TwitterClient then passes the real-time tweets to the backend (using Kinesis Data streams) for processing. TwitterClient 然后将实时推文传递到后端（使用 Kinesis Data 流）进行处理。

The problem I am facing is- running multiple EC2 instances in parallel will result in duplicate tweets being ingested and each tweet will be processed several times.我面临的问题是 - 并行运行多个 EC2 实例将导致重复的推文被摄取，并且每条推文都将被处理多次。 However, only one instance of EC2 becomes a single point of failure.但是，只有一个 EC2 实例会成为单点故障。

I cannot afford downtime as I can't miss a single tweet.我无法承受停机时间，因为我不能错过任何一条推文。

What should I do to ensure high availability?我应该怎么做才能确保高可用性？
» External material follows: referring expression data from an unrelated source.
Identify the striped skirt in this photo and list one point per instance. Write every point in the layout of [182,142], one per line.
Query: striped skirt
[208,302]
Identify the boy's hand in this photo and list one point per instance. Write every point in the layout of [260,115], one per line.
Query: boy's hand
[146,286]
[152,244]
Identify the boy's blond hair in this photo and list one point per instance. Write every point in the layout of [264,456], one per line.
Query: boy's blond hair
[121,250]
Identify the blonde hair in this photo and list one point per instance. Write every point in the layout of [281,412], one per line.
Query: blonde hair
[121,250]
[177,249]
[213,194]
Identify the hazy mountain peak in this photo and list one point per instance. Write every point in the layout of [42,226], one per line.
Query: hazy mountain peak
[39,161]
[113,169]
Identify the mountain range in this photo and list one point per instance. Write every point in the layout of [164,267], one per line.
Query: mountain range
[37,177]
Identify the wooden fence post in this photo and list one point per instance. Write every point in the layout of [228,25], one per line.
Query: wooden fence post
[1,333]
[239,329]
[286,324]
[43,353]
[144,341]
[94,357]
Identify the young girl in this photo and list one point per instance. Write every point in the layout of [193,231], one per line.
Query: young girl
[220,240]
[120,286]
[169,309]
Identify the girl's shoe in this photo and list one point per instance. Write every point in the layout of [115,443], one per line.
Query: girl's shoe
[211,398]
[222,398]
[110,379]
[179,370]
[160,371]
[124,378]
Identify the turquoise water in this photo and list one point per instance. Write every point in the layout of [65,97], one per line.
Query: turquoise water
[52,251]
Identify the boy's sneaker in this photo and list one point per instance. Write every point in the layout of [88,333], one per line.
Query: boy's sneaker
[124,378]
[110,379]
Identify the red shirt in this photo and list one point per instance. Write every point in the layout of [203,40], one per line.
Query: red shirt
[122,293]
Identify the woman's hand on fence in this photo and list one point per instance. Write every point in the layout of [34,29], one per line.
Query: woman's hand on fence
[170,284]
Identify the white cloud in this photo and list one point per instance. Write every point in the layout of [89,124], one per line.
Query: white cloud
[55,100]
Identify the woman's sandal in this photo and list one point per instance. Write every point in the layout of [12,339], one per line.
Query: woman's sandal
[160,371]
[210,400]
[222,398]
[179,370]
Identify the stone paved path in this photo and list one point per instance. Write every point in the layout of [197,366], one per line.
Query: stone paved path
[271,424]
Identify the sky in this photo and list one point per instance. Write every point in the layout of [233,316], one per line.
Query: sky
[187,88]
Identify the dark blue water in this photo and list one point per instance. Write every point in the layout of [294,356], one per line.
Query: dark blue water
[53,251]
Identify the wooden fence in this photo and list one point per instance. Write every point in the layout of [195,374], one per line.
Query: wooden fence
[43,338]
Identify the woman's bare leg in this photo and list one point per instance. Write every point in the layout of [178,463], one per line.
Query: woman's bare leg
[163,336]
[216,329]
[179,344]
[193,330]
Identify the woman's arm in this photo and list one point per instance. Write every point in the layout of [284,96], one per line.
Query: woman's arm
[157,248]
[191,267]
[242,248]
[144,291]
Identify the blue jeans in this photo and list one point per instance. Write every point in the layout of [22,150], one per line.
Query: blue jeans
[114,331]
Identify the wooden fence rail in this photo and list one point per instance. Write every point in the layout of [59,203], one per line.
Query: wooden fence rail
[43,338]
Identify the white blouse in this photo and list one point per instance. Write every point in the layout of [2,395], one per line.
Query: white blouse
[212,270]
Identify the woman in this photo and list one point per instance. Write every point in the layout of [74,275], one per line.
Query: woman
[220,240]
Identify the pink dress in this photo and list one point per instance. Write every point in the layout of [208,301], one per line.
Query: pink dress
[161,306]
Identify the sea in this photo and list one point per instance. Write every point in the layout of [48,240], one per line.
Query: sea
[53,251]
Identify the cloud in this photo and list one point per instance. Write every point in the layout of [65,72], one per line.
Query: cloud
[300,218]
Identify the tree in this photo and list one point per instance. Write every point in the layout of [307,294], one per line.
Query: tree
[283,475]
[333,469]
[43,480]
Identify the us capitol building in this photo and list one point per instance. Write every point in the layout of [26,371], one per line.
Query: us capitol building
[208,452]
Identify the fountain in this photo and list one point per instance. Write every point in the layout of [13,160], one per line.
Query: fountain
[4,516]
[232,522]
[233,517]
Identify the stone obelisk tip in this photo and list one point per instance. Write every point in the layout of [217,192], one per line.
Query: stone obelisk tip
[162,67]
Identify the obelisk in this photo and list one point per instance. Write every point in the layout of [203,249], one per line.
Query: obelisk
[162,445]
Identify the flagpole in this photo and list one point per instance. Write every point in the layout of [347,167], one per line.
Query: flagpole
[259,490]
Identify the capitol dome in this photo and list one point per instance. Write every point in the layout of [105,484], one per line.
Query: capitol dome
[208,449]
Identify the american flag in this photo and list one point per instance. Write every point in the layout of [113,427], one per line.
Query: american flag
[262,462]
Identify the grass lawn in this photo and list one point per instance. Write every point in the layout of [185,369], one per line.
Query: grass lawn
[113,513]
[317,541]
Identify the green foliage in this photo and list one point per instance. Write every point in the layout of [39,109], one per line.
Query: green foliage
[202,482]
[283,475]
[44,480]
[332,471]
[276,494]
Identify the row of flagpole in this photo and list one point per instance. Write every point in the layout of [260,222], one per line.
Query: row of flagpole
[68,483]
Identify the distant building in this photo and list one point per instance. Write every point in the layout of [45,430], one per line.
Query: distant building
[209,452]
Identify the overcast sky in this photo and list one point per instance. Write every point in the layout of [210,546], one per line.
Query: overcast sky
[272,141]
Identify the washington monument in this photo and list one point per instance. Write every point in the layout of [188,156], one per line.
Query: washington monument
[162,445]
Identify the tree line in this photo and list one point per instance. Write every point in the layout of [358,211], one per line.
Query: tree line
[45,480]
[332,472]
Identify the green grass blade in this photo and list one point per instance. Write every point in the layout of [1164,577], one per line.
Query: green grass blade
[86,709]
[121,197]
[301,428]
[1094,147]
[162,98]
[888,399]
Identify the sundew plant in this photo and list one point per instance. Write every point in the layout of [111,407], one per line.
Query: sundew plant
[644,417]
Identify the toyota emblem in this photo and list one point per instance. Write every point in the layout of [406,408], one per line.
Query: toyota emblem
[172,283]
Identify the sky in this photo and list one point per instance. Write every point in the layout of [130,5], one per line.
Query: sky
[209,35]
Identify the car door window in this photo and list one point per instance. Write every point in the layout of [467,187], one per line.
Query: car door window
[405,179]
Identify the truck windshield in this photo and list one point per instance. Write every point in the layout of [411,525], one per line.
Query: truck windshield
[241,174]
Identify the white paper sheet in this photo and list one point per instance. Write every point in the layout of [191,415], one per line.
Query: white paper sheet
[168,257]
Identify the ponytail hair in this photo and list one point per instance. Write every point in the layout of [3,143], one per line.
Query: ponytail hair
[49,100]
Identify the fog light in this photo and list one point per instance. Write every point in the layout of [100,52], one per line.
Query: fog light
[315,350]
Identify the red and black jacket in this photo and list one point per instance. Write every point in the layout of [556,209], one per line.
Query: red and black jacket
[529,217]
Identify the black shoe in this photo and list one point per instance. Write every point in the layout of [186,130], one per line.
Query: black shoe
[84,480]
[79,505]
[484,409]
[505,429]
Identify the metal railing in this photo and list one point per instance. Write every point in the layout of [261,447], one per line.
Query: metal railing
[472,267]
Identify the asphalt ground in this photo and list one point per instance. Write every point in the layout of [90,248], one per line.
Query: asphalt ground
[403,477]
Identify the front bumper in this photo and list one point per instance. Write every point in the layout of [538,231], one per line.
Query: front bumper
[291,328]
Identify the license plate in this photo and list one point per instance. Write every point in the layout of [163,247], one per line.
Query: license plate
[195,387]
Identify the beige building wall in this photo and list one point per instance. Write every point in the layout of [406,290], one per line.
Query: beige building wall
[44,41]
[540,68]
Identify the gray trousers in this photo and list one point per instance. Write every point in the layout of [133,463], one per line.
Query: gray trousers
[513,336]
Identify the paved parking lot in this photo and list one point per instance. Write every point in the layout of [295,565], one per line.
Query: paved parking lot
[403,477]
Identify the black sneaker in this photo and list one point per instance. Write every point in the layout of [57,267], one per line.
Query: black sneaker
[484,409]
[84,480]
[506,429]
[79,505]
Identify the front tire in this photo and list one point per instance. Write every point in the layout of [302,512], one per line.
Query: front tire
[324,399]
Edit: Added a brief description of how Twitter API delivers streaming data编辑：添加了 Twitter API 如何传递流数据的简要说明

2 个解决方案

The simplest way to implement this is to run multiple EC2 instances in parallel, in different regions.实现这一点的最简单方法是在不同区域并行运行多个 EC2 实例。 You can certainly get more complex, and use heartbeats between the instances, but this is probably over-engineering.您当然可以变得更复杂，并在实例之间使用心跳，但这可能是过度设计的。

multiple EC2 instances in parallel will result in duplicate tweets being ingested and each tweet will be processed several times多个 EC2 实例并行将导致重复的推文被摄取，并且每条推文将被处理多次

Tweets have a unique message ID that can be used to deduplicate.推文具有唯一的消息 ID，可用于重复数据删除。

I can't miss a single tweet我不能错过任何一条推文

This is your real problem.这是你真正的问题。 Twitter limits you to a certain number of requests per 15 minute period. Twitter 将您限制为每 15 分钟的一定数量的请求。 Assuming that you have reasonable filter rules (ie, you don't try to read the entire tweetstream, or even the tweetstream for a broad topic), then this should be sufficient to capture all tweets.假设您有合理的过滤规则（即，您不尝试阅读整个推文流，甚至是针对广泛主题的推文流），那么这应该足以捕获所有推文。

However, it may not be sufficient if you're running multiple instances.但是，如果您正在运行多个实例，这可能还不够。 You could try using two API keys (assuming that Twitter allows that) or adjust your polling frequency to something that allows multiple instances to run concurrently.您可以尝试使用两个 API 密钥（假设 Twitter 允许）或将轮询频率调整为允许多个实例同时运行的值。

Beware, however: as far as I know there are no guarantees.但是请注意：据我所知，没有任何保证。 If you need guaranteed access to every relevant tweet, you would need to talk to Twitter (and be prepared to pay them for the privilege).如果您需要保证访问每条相关推文，则需要与 Twitter 交谈（并准备为特权付费）。

You can setup to run 2 EC2 behind a Load Balancer, keeping only one EC2 instance active at a time and other as passive (or backup).您可以设置在负载均衡器后面运行 2 个 EC2，一次只保持一个 EC2 实例处于活动状态，而另一个作为被动（或备份）实例。 2nd will be active when 1st is down. 2nd 将在 1st 关闭时激活。